LGB points - Hand operated not switching

Soda will take loose muck off, but I do not think it will remove the tarnish (oxidation) from the track.

Interesting your track shows a coppery colour.. Infers the acid has attacked the other constituents slightly??
 
Coke has phosphoric acid in it, full strength it will clean tarnish, but it's a weak solution, water it down and probably the action will be too slow. You don't have vinegar in the house? It's cheaper than soda too!

Has anyone determined what the manufacturer of the points are yet?

Greg
 
Greg, my points are LGB type.

There has been a slight improvement in that the points will switch with a little encouragement.

Using white vinegar to clean the rails joiners is proving successful if a little aromatic!

I'll keep persevering.

Sarah
 
Ah - yes, the pong is not the most pleasant - I'm usually using it outdoors or in the shed, where you can escape from it when it becomes tiresome.

Are you able to post photos yet?
 
Sarah, the reason I asked is that in post #7 you mentioned that the ends of the rails had been drilled and tapped. If it's only one end of the switch(points) then they could have been modified to mate with Aristo or USAT track.

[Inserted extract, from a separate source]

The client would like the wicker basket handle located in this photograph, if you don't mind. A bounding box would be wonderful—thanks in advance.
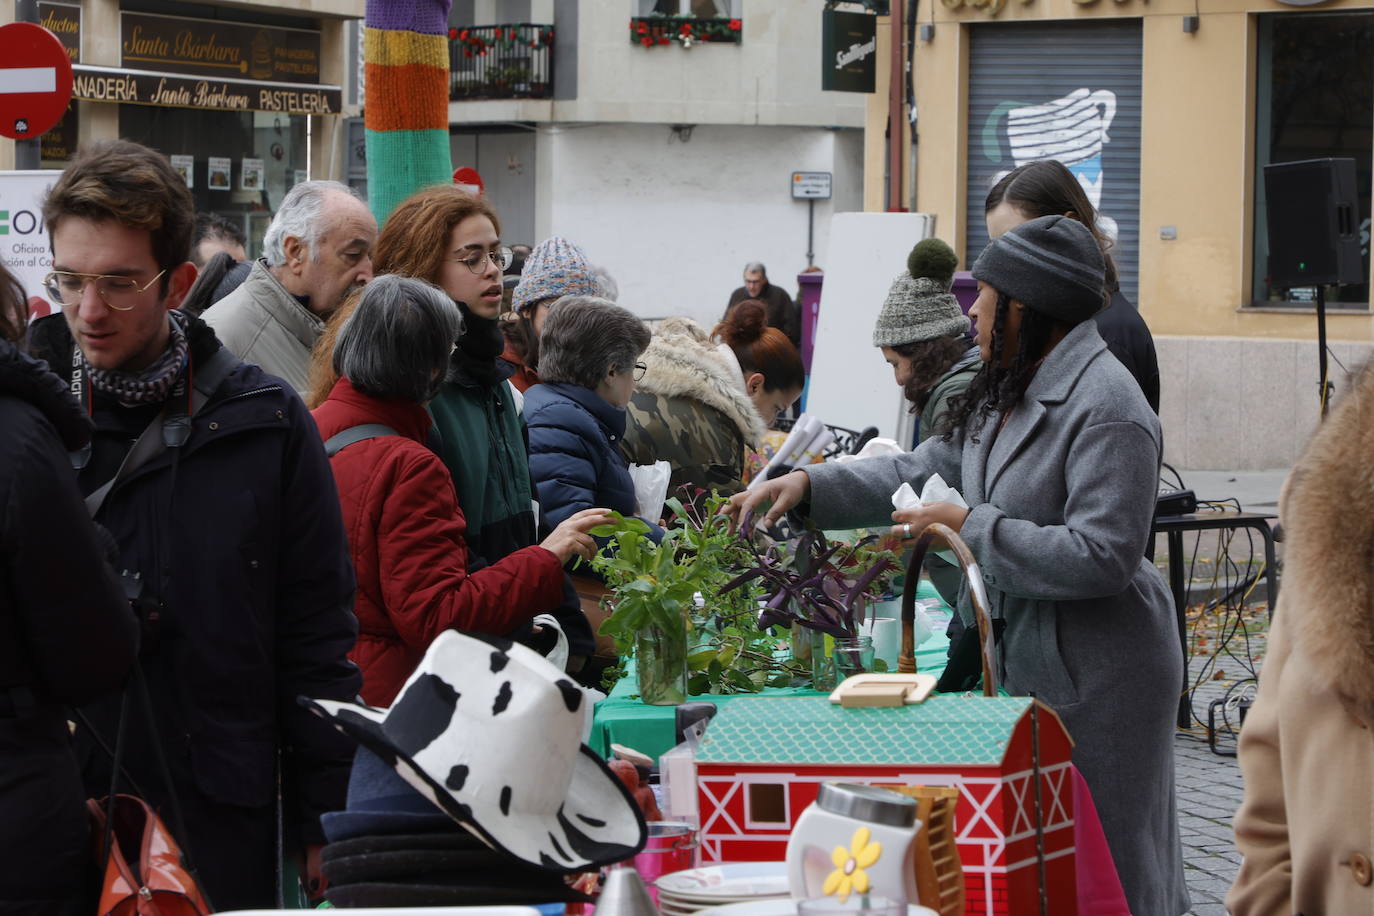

If it's all three "ends" of the switch(points) then it is not LGB most likely.

Greg
 
here you got a pic from a LGB manual switch

handweiche-antrieb.JPG
 
Thanks for the photographs, they show clearly what I required.

I just wanted to see how the spring was positioned in the switch mechanism.

Sarah
 
The unknown rail clamp shown in the second photo posted by dunnyrail looks to be a Split Jaw product. They make a variety of rail clamps including those that transition code 332 rail to code 250 rail. I've been using their "over-the-joiner" (fishplate) clamps on LGB track for a while and they work well.